If Your Man Knew What to Say, Here’s What He Might Say If He Knew You Feared His Potential For Violence...
Excerpted from Warren Farrell's Women Can't Hear What Men Don't Say.
(Permission to reprint granted by Warren Farrell.)
See www.warrenfarrell.com
and
www.warrenfarrell.info.
If Men Are Battered More, Why Do They Report It Less?
Item. Men rarely report being battered until their wives have attempted to kill them with a knife or a gun.25
Item. The film is
Love at Large, with Tom Berenger. The TV promo features a woman slugging Tom. The punch knocks him back, but his response is one of gratitude, “[Wow,] that’s the first time we've touched.”
A man is fearful of reporting being battered to the police because a man being hurt provokes laughter....
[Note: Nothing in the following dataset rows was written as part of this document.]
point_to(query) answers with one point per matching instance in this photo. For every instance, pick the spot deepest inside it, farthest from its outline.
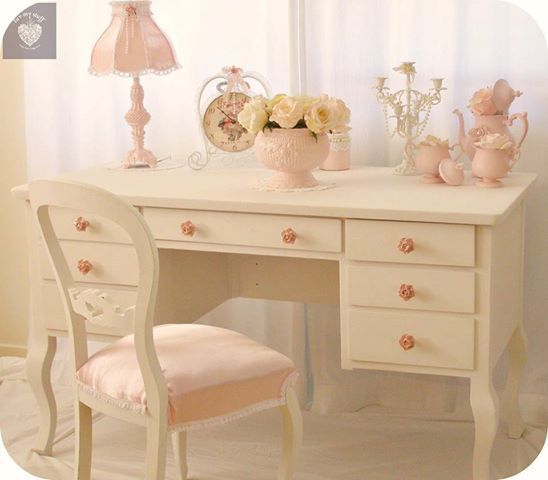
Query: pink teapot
(490, 111)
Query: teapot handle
(523, 117)
(452, 147)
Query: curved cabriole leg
(485, 406)
(156, 450)
(292, 436)
(42, 350)
(83, 441)
(517, 349)
(179, 452)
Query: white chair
(168, 378)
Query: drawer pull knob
(289, 236)
(406, 245)
(81, 224)
(407, 292)
(188, 229)
(407, 342)
(84, 266)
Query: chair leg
(156, 451)
(292, 436)
(83, 440)
(485, 407)
(518, 358)
(179, 452)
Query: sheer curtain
(75, 120)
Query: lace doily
(166, 163)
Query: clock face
(221, 123)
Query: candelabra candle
(411, 111)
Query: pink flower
(482, 103)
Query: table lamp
(131, 46)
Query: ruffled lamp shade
(133, 45)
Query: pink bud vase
(339, 153)
(293, 154)
(428, 160)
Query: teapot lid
(504, 95)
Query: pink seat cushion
(212, 374)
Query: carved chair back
(81, 304)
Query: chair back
(83, 303)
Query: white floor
(372, 444)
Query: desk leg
(38, 366)
(485, 406)
(517, 349)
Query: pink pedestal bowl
(293, 154)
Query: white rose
(253, 116)
(287, 112)
(307, 101)
(318, 117)
(270, 104)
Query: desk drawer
(316, 234)
(91, 228)
(108, 263)
(432, 243)
(54, 315)
(431, 288)
(446, 342)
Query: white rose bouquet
(319, 114)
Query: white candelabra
(411, 110)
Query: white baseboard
(12, 350)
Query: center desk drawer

Why does a promo of a man being hurt show the man laughing, or in Berenger’s case, show gratitude, while a promo for a woman being slugged in which a woman was laughing or expressing gratitude to the man for slugging her would provoke outrage? It tickles our funny bone because we love the “weaker” underdog defeating the “stronger” man; because of our anger at men, and in part because of our unconscious understanding of how men reframe abuse and call it love.
25
M. McLeod, “Women Against Men: An Examination of Domestic Violence Based on an Analysis of Official Data And National Victimization Data,” Justice Quarterly, Volume 1, 1984, p. 171-193. As cited in R. L. McNeely and Gloria Robinson-Simpson, “The Truth About Domestic Violence: A Falsely Framed Issue,” Social Work, November/December 1987, p. 485-490.